The emigration rate could become much larger. In the 1840's the great Irish emigration reached a whopping 0.01/year. The population of Ireland at the time was about four million, so the emigration was an incredible 40,000 per year or about one hundred per day.
Using the upper equation, with my figure of 8.3 light years for Δ, and a slower-than-light ship speed of 10% c, I figure an expansion wave speed of 1.93 x 10-3 light-years per year. Unfortunately, upping the speed of the ships has little effect. At 50% c it's 1.97 x 10-3 ly/yr, at 100 c it's still 1.97 x 10-3 ly/yr, at ten times the speed of light it's 1.98 x 10-3 ly/yr, and at one thousand times the speed of light it is still 1.97 x 10-3 ly/yr!
At this speed, it would take about 50,000 years to expand to a 100 light year radius empire, which seems like an overly long time to me.
But maybe not. Mr. Jones is talking about a population growth of 10-3 or 0.1% per year. The United States has a growth rate closer to 0.6%, and some nations are crowding 3.0%. If our empire had a growth rate α of 0.6% and a modest emigration rate γ of 10-4 per year, it could reach 100 light years in radius in about 6900 years. And if it had a draconian γ of 10-2, it could reach that size in a mere 260 years.
Issac Kuo questions the assumptions contained in Eric M. Jones's model:
One thing I don't like about these models is that they tend to be based around "average" trip distances and speeds. However, the rate of expansion will be determined by the "pioneering" trip distances and speeds.

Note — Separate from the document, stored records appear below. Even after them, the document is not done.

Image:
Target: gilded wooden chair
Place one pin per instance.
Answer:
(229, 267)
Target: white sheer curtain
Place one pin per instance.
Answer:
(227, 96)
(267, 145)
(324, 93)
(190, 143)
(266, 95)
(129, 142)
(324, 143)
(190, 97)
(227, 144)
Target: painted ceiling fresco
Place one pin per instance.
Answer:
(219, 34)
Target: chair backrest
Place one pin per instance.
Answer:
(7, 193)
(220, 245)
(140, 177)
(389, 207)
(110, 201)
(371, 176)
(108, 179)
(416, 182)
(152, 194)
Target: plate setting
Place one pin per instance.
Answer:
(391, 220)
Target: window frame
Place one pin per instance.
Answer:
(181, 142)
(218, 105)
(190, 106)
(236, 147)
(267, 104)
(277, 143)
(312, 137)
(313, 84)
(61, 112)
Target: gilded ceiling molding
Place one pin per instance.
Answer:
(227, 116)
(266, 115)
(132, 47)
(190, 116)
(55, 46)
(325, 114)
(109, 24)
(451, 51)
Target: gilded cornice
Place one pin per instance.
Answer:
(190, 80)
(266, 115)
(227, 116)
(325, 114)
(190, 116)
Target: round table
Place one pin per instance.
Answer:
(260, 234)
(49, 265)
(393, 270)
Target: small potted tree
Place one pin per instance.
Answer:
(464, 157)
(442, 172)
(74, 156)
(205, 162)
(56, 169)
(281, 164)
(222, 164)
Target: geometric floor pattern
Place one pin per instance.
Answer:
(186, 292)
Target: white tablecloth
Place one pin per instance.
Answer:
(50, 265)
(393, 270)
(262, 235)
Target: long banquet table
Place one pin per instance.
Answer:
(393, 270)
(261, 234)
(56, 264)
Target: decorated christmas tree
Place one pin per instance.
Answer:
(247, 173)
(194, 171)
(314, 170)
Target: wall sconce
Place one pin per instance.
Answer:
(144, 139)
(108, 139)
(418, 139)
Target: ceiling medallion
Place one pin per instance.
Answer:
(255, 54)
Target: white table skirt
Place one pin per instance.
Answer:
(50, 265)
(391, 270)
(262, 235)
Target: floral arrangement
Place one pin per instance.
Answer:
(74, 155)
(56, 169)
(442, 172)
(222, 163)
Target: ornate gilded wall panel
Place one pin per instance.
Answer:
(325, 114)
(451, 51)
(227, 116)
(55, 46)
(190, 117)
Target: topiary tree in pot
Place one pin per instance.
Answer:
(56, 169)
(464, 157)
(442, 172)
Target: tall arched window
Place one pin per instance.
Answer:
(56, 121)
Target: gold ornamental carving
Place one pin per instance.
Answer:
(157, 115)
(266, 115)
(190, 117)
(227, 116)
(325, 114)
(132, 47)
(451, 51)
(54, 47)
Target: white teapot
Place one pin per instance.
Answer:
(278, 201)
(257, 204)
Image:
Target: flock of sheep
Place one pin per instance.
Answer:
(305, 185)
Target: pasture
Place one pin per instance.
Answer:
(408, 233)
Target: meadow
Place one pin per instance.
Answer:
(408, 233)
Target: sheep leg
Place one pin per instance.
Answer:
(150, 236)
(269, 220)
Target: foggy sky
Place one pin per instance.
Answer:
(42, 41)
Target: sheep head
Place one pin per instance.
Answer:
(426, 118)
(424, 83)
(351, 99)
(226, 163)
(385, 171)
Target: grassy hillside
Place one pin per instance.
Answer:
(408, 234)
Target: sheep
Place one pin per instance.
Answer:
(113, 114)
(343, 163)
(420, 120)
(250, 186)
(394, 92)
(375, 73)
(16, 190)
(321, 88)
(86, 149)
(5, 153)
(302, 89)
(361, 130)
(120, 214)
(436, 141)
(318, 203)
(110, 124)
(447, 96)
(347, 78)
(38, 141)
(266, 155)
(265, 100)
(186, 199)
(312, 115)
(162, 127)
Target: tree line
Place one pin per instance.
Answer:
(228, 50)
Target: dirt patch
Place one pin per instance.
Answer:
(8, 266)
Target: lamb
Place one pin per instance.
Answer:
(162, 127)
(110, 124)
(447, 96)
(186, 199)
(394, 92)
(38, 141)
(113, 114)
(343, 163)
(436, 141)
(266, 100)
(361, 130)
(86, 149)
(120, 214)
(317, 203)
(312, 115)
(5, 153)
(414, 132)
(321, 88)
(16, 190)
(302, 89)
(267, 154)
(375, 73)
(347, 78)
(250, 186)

The sorts of interstellar propulsion I find plausible involve an incredible amount of initial investment and economic buildup, but then the marginal costs for additional colonization missions are small. This suggests that the third generation of colonization missions might as well be long range missions. The second generation of colonies will have saturated the nearby systems so the only direction to expand is into long range missions.
For example, suppose it takes 5000 years to build up from an initial colony into something that can send out missions of their own. In the meantime, the home system could be sending out colonization missions at a rate of one per decade. By the time the first generation of colonies is up for sending out colonization missions, the nearest 50 systems have already been colonized. The first generation then sends colony ships to fill out the nearest 2500 systems.
Assuming no one has yet bothered to try any long range colonization missions, the result is a compact ball of 2500 colonized systems, of which only a thin shell on the outside can expand with short range missions.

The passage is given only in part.